Oh dear, so we should not have completed it! I presume they will just ignore it if it is irrelevant to our application.


----------



## Joppa (Sep 7, 2009)

Hopefully. Disclosing unnecessary financial information can complicate your application.


----------



## Whatshouldwedo (Sep 29, 2013)

Joppa said:


> Hopefully. Disclosing unnecessary financial information can complicate your application.


I saw someone else, I think on another forum, mention their surprise at that section but there was no indication that, applying under settlement, settlement, husband, that you should not complete that section. I hope any new application forms are much clearer. Of course, we are at their mercy so what will be, will be.


----------



## Lihong (Jul 2, 2013)

Yes, Whatshouldwedo, I hope so.

Joppa, I will use your advice and say 'not applicable'. I think maybe I should write a note in 'Additional Information' section and say why.


----------



## Karra (Jun 6, 2013)

Lihong said:


> Yes, Whatshouldwedo, I hope so.
> 
> Joppa, I will use your advice and say 'not applicable'. I think maybe I should write a note in 'Additional Information' section and say why.

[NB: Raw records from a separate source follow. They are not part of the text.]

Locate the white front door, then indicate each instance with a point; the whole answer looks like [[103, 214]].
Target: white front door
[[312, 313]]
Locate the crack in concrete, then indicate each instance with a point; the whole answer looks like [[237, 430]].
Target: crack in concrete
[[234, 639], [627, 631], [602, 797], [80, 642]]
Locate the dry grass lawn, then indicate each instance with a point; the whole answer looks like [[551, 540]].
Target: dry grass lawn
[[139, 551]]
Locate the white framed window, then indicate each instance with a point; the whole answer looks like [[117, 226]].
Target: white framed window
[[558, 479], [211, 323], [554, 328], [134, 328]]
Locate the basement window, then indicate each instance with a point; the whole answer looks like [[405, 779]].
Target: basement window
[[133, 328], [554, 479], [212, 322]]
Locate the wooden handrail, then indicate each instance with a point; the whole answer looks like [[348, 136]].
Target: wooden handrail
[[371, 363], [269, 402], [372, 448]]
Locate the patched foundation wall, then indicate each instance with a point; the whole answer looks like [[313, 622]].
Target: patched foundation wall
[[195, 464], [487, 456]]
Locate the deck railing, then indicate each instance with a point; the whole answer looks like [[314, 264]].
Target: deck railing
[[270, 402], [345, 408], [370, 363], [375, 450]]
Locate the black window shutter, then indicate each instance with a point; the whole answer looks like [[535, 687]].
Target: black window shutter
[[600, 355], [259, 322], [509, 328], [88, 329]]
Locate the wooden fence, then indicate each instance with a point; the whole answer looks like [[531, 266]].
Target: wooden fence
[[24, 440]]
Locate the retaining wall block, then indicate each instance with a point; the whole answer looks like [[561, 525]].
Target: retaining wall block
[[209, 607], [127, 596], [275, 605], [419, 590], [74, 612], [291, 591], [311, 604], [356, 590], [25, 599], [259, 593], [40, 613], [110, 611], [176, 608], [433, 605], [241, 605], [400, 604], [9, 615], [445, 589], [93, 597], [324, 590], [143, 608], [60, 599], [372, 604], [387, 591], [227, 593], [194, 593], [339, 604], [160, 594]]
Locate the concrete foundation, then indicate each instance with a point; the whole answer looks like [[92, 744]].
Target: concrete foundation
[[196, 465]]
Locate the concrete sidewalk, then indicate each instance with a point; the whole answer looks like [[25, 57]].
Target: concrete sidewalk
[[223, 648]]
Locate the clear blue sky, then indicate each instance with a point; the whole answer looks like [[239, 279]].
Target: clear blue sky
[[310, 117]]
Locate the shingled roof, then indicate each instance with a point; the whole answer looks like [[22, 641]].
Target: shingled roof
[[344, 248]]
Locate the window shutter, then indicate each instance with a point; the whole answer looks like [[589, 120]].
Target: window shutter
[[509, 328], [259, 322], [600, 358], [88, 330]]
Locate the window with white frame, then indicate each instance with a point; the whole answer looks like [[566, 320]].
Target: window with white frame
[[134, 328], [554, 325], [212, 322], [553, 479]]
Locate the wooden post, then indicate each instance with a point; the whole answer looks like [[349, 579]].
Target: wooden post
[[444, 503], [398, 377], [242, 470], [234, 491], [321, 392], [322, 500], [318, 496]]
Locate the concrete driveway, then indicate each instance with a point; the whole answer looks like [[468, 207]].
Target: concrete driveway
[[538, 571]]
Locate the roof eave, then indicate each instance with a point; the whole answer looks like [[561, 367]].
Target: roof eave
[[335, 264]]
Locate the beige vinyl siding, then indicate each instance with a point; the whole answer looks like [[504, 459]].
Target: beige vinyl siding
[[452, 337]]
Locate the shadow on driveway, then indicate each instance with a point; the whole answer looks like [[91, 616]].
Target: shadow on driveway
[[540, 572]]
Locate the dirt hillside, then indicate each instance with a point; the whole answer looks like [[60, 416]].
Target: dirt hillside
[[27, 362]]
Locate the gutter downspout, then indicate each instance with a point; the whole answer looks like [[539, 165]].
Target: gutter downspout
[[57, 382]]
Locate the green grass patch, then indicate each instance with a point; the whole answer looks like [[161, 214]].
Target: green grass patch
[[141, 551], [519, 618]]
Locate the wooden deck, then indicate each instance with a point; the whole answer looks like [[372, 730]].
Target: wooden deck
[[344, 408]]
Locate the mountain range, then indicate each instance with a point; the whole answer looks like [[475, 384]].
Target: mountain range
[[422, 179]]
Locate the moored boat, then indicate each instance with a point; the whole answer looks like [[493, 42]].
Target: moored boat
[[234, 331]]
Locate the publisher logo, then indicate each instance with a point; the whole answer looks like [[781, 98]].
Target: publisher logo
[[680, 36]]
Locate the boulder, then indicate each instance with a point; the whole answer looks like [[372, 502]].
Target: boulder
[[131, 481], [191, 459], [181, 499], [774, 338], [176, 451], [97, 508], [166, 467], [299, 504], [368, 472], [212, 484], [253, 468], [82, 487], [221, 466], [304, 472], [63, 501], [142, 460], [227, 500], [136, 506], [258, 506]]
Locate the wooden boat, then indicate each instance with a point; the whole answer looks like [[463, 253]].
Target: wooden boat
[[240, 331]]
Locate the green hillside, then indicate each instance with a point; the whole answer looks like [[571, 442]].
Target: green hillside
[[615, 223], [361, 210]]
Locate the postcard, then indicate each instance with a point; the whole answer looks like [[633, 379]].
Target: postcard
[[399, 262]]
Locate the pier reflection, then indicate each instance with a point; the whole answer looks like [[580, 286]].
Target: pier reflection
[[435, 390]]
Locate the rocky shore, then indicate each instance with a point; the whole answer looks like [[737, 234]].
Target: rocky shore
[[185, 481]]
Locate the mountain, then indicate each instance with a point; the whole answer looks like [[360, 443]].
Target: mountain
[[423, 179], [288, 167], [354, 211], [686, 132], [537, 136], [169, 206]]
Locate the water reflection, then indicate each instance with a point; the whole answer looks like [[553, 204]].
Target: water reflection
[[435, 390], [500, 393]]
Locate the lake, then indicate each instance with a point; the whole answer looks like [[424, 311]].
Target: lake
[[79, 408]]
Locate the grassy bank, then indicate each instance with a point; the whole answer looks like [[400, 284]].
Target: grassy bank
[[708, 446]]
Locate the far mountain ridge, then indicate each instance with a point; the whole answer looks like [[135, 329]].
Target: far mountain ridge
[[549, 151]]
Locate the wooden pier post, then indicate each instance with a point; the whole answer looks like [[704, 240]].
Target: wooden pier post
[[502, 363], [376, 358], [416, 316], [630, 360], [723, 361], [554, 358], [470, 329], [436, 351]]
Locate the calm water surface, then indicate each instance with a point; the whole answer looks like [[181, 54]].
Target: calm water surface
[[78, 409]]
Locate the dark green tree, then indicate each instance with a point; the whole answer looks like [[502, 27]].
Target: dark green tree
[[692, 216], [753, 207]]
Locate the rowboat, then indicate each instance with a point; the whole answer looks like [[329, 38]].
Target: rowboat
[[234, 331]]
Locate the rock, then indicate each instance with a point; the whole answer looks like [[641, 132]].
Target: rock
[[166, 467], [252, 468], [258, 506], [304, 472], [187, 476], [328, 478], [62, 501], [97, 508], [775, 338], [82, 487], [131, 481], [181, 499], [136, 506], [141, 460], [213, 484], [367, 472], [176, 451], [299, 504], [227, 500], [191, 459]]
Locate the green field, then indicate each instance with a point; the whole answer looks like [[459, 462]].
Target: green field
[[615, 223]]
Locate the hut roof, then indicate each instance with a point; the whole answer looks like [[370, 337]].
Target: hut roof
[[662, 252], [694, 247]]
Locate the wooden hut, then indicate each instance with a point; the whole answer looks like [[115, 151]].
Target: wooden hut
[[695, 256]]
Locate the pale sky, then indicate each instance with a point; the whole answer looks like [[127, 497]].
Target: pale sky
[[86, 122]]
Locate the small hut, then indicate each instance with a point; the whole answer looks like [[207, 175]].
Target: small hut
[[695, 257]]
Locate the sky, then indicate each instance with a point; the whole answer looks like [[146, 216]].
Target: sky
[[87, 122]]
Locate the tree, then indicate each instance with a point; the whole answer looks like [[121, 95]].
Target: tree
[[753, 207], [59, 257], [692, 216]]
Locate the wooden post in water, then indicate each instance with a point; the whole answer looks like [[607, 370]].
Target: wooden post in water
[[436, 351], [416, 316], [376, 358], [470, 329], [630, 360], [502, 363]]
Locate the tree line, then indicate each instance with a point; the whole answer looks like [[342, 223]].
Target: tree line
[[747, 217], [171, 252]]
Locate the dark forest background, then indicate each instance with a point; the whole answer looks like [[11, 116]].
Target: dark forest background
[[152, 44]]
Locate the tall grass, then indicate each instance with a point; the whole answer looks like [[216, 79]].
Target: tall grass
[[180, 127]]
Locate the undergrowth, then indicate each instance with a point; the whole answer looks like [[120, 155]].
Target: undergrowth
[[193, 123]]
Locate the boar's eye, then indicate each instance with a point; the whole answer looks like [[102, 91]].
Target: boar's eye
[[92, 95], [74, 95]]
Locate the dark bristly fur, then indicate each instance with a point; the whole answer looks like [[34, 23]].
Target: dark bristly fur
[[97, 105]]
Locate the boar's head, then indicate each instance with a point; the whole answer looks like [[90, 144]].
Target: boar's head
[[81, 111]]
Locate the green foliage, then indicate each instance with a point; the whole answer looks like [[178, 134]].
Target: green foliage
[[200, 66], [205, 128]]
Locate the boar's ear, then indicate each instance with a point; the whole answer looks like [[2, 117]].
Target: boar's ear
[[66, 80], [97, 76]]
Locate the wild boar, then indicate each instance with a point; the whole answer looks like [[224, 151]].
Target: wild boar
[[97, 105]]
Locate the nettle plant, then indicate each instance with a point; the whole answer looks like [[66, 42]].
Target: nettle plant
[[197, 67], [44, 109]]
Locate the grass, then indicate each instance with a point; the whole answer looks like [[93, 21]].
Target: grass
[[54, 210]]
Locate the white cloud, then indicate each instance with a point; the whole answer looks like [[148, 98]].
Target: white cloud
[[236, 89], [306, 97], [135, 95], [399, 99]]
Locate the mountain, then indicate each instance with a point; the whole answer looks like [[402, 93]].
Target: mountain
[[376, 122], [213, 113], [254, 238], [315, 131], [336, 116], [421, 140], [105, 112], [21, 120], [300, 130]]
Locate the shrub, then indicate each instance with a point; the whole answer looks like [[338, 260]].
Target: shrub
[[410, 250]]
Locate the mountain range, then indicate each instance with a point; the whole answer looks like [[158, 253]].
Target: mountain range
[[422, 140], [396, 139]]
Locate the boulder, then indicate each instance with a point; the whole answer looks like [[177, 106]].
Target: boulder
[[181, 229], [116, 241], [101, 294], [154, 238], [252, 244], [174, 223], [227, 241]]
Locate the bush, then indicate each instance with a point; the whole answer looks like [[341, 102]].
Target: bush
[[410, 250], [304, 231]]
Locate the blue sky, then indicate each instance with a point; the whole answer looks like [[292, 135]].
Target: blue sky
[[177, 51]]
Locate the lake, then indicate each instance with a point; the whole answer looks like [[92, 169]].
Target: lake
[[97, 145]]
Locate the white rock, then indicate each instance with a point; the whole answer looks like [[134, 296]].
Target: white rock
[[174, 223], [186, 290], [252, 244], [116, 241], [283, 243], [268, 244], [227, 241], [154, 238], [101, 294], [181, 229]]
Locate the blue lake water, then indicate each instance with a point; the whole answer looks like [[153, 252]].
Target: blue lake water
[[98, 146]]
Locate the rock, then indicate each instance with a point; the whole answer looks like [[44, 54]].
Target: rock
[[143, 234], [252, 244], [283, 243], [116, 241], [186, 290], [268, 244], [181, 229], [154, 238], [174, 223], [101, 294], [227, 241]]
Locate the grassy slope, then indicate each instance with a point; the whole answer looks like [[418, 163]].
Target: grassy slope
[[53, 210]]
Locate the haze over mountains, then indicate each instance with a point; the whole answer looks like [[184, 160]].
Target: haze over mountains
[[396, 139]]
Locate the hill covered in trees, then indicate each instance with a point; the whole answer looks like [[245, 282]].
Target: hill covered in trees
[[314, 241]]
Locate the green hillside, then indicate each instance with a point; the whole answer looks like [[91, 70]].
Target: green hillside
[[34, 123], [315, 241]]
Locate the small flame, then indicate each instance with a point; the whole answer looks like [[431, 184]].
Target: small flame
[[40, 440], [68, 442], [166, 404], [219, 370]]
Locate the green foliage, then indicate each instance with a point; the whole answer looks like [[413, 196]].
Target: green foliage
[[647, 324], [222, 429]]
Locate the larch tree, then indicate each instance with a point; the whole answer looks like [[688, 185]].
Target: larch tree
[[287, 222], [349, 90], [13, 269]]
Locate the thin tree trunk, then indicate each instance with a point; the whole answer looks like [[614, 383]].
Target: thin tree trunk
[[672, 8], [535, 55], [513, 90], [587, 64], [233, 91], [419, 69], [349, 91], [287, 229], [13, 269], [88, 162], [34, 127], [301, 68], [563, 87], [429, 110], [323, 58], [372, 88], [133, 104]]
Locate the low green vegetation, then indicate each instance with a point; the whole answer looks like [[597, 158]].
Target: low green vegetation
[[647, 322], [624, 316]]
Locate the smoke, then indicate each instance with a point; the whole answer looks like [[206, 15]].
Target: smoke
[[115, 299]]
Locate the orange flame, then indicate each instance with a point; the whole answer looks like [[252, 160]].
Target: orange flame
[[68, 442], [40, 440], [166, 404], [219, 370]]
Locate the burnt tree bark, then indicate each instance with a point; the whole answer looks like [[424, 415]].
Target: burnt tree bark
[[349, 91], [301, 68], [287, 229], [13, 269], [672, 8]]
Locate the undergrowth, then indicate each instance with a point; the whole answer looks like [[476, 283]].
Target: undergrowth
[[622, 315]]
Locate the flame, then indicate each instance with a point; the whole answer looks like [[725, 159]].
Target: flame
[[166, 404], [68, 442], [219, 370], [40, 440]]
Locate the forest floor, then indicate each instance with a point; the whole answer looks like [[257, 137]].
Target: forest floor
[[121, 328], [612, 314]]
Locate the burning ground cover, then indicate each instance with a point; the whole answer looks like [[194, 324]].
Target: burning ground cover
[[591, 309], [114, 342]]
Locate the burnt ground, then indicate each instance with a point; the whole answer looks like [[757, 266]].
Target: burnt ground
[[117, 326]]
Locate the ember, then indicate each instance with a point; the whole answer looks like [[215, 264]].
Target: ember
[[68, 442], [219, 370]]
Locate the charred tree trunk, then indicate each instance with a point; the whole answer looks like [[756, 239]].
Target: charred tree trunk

Now not completing the applicants employment section is something new I am learning! While it may be irrelevant, but the application will not be complete without that section and will we be able to submit it? 

Can someone who applied for the same category Settlement-Settlement- Wife/Husband share their experience?


----------



## Lihong (Jul 2, 2013)

Karra, you are right. Have to answer some questions to complete section. 

I am in full time employment
I am in China
I started work day/month/year
I have no other work

We have written this note to put in Additional Information.

Employment section

I have added ‘not applicable’ to these questions so there is no confusion that I am applying using my income. I am aware that I cannot use my income towards meeting the financial requirement. 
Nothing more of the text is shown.